İddianame ve Yargı Süreci: Ağır Suçlamalar
İstanbul Cumhuriyet Başsavcılığı tarafından hazırlanan iddianame, Turan ve Aras’ı “zincirleme şekilde basın yoluyla yanıltıcı bilgi yaymak” suçundan 1 yıl 10 aydan 5 yıl 6 aya kadar hapis cezasıyla yargılıyor. Ayrıca, “adil yargılamayı etkilemeye teşebbüs” suçundan da 50 günden az olmamak üzere adli para cezası talep ediliyor. İddianame, yöneticilerin konuşmalarında “içeriğini bilmedikleri siyasi, hukuki ve adli olaylar hakkında değerlendirme yaparak hukuki güvensizlik algısı yarattığını” iddia ediyor. 14 Şubat’ta başlayan soruşturma kapsamında, Turan ve Aras polis eşliğinde ifadeye götürüldü ve nöbetçi hakimlik tarafından yurt dışı çıkış yasağı ile adli kontrol şartıyla serbest bırakıldı. Bu süreç, özellikle CHP Genel Başkanı Özgür Özel tarafından “siyasi baskı” olarak eleştirildi ve kamuoyunda yoğun tartışmalara yol açtı.
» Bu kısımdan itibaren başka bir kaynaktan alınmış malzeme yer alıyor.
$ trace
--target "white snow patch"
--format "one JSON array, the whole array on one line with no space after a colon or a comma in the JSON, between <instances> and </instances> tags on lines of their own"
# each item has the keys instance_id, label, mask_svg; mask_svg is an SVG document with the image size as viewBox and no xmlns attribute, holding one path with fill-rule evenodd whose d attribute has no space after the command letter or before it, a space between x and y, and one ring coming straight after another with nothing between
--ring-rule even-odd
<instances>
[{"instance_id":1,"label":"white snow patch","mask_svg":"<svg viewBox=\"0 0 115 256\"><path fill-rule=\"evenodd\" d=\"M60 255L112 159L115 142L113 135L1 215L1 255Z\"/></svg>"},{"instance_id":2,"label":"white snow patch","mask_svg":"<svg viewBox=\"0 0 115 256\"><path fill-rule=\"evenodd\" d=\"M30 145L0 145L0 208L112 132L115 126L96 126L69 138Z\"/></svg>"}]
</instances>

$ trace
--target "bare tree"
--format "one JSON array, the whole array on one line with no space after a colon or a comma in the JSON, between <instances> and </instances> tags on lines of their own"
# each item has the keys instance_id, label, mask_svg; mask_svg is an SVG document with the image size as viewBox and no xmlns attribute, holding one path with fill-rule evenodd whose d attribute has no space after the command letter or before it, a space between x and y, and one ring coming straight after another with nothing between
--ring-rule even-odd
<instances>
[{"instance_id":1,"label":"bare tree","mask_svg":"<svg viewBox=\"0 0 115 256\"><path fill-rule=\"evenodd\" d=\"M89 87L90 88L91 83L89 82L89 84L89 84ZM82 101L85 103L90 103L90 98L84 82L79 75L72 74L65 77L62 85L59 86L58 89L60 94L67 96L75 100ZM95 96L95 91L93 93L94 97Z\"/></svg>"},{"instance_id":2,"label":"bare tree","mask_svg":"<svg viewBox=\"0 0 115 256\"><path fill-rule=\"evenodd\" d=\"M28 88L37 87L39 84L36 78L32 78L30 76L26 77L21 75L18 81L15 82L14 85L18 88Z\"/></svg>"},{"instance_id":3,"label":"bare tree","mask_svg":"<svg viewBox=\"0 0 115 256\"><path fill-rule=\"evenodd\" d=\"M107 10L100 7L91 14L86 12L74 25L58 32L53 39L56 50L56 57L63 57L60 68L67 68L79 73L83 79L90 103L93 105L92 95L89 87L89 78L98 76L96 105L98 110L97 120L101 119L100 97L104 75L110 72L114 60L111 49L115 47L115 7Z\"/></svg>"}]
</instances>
Mahkemenin Ara Kararı ve Savunmalar
20 Mayıs’ta İstanbul 28. Asliye Ceza Mahkemesi’nde görülen ilk duruşmada, Orhan Turan ve Ömer Arif Aras savunma yaptı. Turan, aylık gelirinin 1 milyon TL olduğunu, makine mühendisi olarak yalıtım sektöründe faaliyet gösterdiğini ve 80 ülkeye ihracat yaptığını belirtti. Konuşmasının TÜSİAD’ın tüzüğüne uygun olduğunu ve hukukun üstünlüğüne vurgu yaptığını savundu. Aras ise aylık gelirinin 900 bin TL olduğunu, 38 yıldır aynı bankada çalıştığını ve konuşmasının TÜSİAD’ın “Perspektif 2025” raporuna dayandığını ifade etti. Aras, suçlamaların delilsiz ve dayanaksız olduğunu, ifadelerinin ifade özgürlüğü kapsamında değerlendirilmesi gerektiğini vurguladı. Mahkeme, savcının 5 yıl 6 ay hapis talebine rağmen, yurt dışı çıkış yasağını ve adli kontrol şartını kaldırarak davayı 23 Eylül’e erteledi. Bu karar, iş dünyasında olumlu bir gelişme olarak karşılandı.